How one Vancouver-based wealth manager beat the S&P 500

President explains how tuning out macro narratives helped his equity strategies win in 2023

How one Vancouver-based wealth manager beat the S&P 500

Dixon Mitchell Investment Counsel beat the markets last year. The Vancouver-based investment firm’s US equity fund beat the S&P 500 by 8.5 per cent, their Canadian Equity Fund beat the S&P/TSX TR index by 7.6 per cent, and their Small Cap fund beat the S&P/TSX Small Cap index by 16.5 per cent. According to Don Stuart, President & executive chair at Dixon Mitchell, that outperformance stems from a bottom-up focus, and the advantages of scale.

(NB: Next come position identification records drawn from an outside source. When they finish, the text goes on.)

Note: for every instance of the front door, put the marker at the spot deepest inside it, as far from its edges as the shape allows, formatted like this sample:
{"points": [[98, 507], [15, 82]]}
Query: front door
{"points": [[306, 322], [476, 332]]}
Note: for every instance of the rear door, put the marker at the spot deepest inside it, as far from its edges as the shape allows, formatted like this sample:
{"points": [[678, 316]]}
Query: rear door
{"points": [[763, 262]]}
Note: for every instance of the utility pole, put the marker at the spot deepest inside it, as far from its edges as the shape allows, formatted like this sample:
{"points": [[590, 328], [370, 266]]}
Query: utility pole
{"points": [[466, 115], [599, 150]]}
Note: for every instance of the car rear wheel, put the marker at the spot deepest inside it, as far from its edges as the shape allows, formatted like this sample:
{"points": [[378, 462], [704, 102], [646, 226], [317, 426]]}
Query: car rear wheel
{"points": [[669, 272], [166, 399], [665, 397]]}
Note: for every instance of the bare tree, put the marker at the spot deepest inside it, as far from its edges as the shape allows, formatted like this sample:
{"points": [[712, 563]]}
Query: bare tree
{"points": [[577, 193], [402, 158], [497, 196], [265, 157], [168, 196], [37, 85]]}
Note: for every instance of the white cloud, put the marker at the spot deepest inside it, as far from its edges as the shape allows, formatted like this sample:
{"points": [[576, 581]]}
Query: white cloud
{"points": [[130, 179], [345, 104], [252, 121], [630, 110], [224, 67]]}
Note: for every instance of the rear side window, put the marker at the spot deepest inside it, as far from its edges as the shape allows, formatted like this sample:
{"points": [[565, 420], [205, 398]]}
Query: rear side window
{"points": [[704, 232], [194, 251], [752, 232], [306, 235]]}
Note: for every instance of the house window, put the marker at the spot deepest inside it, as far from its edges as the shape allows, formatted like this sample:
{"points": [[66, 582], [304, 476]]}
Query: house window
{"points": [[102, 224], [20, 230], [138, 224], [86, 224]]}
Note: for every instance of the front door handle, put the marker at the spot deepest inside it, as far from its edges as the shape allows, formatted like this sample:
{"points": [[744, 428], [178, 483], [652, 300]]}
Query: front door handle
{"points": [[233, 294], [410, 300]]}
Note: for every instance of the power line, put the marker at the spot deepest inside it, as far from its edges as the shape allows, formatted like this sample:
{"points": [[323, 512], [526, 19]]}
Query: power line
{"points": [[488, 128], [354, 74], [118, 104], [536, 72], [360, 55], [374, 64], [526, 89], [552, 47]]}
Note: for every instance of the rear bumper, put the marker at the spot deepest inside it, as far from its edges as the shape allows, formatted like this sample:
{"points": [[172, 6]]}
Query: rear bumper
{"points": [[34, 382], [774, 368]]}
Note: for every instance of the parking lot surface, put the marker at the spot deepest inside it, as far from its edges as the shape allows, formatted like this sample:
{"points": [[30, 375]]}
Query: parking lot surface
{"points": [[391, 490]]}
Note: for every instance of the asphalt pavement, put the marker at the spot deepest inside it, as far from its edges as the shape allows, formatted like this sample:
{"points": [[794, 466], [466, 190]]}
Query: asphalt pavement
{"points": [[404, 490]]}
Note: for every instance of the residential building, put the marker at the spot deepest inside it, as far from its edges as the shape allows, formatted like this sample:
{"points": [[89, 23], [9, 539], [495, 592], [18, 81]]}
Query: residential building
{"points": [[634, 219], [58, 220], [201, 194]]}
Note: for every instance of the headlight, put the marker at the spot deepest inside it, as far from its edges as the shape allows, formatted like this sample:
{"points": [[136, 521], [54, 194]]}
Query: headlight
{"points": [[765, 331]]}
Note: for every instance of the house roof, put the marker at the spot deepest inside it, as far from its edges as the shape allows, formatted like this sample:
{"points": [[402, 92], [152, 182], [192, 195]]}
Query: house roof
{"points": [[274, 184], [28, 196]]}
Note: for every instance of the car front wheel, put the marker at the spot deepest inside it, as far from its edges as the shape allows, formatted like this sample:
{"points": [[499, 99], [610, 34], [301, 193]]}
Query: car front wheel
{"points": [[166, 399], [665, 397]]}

Stuart explained what he means by ‘bottom up.’ Rather than focusing on macro narratives and speculation about central bank interest rate decisions — a level of noise that is hard to tune out these days — his firm aims to look at the dynamics at work in specific businesses. They buy equities to hold for the medium-term at least, which enables them to look past short-term macro volatility.

“Our philosophy is that we’re buyers of businesses. If we look at buying a business, we’re really looking at it over a 3-, 5-, or 7-year period. So we try to figure out if a business is well positioned, if they’re run by a strong management team, if they have a competitive advantage. Those are the factors that are going to play out over a business cycle and beyond the news of the day,” Stuart says. “We’re a bottom-up manager, and the more we get distracted by headlines, the more likely we are to take our eyes off that ball.”

That is not to say the Dixon Mitchell team puts on blinders. Macro stories like interest rates can play a significant role over the time horizons Stuart and his team work at, but they try to give those stories less weight in their decisions. Stuart notes that often these large macro stories are rapidly digested by markets, or even priced in before they occur. Trying to chase those narratives as an investor rarely works well.

Stuart notes that 2023 began with negative market forecasts from the biggest Wall St. shops. Goldman, Morgan Stanley, JP Morgan, with their massive teams of highly credentialled analysts, all predicted that the S&P 500 would post a negative return last year. It ended the year up 26 per cent including dividends. Going into 2024 the spread on predictions, he says, are between negative 12 per cent and plus 15 per cent returns.

“There’s no other profession where you’d have a group of experts give such a range of opinions. Can you imagine a building where one engineer says you need 50 gauge steel and the other says you need 100 gauge steel? In our business it’s common,” Stuart says. “If the brightest people in the business devote most of their time to come up with these forecasts that don’t mean anything, then that would be wasted energy for us as a little shop in Vancouver.”  

Stuart notes that Dixon Mitchell’s “little shop” status actually gives its equity strategies an advantage. More capitalized investment funds and asset managers require greater degrees of underlying liquidity in the stocks they buy. Dixon Mitchell is small enough that it can invest in small and medium-cap companies — especially in Canada — that it sees as potential growth drivers despite their lack of market cap. Stuart cites the example of Dollarama, which was valued at $2.4 billion when Dixon Mitchell first invested. Bank asset managers need stocks with greater capitalization in most of their funds, but Dixon Mitchell was there as Dollarama grew to over $28 billion in market cap.

In their US portfolios, a mid-cap approach also helped Dixon Mitchell outperform. Their US equity fund only owned four of the so-called “magnificent seven” and it didn’t own the top three performers from that class of mega-caps: Tesla, Nvidia, and Meta. They still managed to outperform the S&P 500 with allocations to smaller companies exposed to US house construction that benefitted from tight supply in the US market.

As advisors look for ways to help their clients beat the market this year, Stuart believes that asset managers with a bit more agility and a focus on the businesses they own can help deliver those results.

“It’s common in the industry to just buy indexes because managers don’t beat the index after management fees. On average, across the group, that’s true. But the business is dominated by the big managers,” Stuart says. “Two things are going to allow a manager to get away from that pack. One is size, and the ability to get into parts of the market that giant managers can’t get into with any meaningful allocation. The other is an investment process. Over 20 years our teams have built this very disciplined process that gets us away from distraction.”